When a voltage is applied between the respective transparent electrode films by a power supply unit in the electrochromic mirror, the reflectance of the mirror changes in a coloring reaction of the electrochromic solution.
However, in such an electrochromic mirror, if the two glass substrates are not bonded via a sealant in parallel to each other at high accuracy, images formed by the following do not coincide with each other: light which is reflected by the light-reflecting film, formed on the rear face of the glass substrate disposed on the opposite side to the side on which incident light applied; and light which is reflected by the front surface of the glass substrate which is placed on the same side as the side on which light is incident. In this case, a so-called double image is generated providing a mirror with poor visibility. Such electrochromic mirrors have the disadvantage that it is difficult and costly to manufacture them so that they do not cause the above-described phenomenon, in particular when the electrochromic mirrors are used for automobiles, which generally employ curved mirrors.

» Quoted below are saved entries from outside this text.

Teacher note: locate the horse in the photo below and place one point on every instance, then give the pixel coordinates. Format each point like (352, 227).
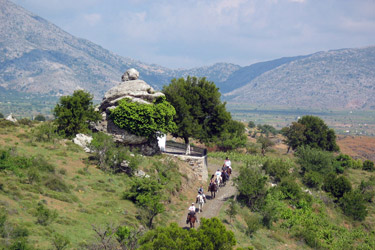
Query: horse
(213, 189)
(200, 201)
(224, 177)
(191, 219)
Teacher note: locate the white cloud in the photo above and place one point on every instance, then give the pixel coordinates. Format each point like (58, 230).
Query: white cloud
(92, 19)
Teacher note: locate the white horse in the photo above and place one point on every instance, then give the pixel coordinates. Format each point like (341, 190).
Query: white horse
(218, 181)
(200, 201)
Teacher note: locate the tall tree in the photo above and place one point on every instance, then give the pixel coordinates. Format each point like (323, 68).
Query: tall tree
(200, 114)
(73, 113)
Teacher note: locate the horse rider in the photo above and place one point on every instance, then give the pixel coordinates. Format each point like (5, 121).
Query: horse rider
(191, 212)
(200, 191)
(227, 162)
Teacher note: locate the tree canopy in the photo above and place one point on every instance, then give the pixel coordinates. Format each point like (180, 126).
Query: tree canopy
(73, 113)
(145, 119)
(199, 111)
(310, 131)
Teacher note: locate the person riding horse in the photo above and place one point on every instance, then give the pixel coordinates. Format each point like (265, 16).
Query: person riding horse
(191, 213)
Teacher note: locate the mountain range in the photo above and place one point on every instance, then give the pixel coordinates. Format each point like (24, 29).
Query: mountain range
(36, 56)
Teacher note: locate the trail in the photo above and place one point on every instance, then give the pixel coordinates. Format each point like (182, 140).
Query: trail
(213, 206)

In view of overcoming these problems, an electrochromic mirror having a light-reflecting film formed on a rear face of a front glass substrate (light-entering substrate) has been proposed.
As shown in FIG. 4, the electrochromic mirror 100 has an electrochromic film 104 of tungsten trioxide (WO3) that develops color reductively formed on a rear face of the glass substrate 102 that is disposed on the same side as the side on which light is incident (the top in FIG. 4). A light-reflecting film 106, that is formed of rhodium or the like, is additionally superimposed on the electrochromic film 104. Further, an electrode film 110 is formed on a surface face (side of light-reflecting film 106) of a glass substrate 108 that is disposed on the opposite side to the incident light. An electrolyte solution 112 containing hydrogen ions is sealed in the space between the light-reflecting film 106 and the electrode film 110.

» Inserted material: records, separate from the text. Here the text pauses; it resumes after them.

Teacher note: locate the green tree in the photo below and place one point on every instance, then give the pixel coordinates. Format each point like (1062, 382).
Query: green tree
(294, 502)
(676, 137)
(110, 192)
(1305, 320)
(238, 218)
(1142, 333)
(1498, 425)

When a voltage is applied between the light-reflecting film 106 and the electrode film 110, the hydrogen ions in the electrolyte solution 112 are converted at the light-reflecting film 106 to hydrogen atoms, which diffuse through the light-reflecting film 106 to the electrochromic film 104, coloring the electrochromic film 104.

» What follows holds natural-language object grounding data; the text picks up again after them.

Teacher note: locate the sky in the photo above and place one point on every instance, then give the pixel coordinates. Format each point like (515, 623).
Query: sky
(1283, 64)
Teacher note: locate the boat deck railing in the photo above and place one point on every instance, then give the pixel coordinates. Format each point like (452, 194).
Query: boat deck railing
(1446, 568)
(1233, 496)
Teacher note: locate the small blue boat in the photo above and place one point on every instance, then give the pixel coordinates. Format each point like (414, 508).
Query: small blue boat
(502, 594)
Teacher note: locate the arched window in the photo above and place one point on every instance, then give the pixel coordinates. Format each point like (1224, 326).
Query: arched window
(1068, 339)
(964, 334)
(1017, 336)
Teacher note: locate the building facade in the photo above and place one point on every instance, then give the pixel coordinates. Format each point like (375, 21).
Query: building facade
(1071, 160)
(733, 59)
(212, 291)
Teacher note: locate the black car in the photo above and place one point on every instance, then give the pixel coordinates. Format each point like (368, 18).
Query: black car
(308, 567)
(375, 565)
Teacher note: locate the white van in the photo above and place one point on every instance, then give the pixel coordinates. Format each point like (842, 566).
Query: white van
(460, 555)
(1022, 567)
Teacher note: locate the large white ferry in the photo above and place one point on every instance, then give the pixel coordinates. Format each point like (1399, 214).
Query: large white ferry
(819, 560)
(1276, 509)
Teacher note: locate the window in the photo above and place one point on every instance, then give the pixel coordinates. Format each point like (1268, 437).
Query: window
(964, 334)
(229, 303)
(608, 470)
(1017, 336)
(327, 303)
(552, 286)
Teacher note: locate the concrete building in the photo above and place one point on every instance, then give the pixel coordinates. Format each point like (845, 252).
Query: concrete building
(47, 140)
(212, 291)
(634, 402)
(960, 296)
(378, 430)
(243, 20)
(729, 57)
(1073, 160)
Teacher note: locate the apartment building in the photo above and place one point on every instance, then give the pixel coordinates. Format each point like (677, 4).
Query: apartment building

As a result, the light that enters into the glass substrate 102 and is reflected by the light-reflecting film 106 (see arrow A in FIG. 4) is reduced in intensity by passing through the colored color layer, altering the reflectance of the variable reflectance mirror. In addition, since the light that enters into the glass substrate 102 is reflected by the light-reflecting film 106 formed on the rear face of the glass substrate 102, generation of a double image is prevented.
As shown in FIG. 4, the light-reflecting film 106 is in contact with the electrolyte solution 112 in the electrochromic mirror 100 having the above configuration. Because a highly reactive liquid is generally used as the electrolyte solution 112, the light-reflecting film 106 may be corroded by the electrolyte solution 112.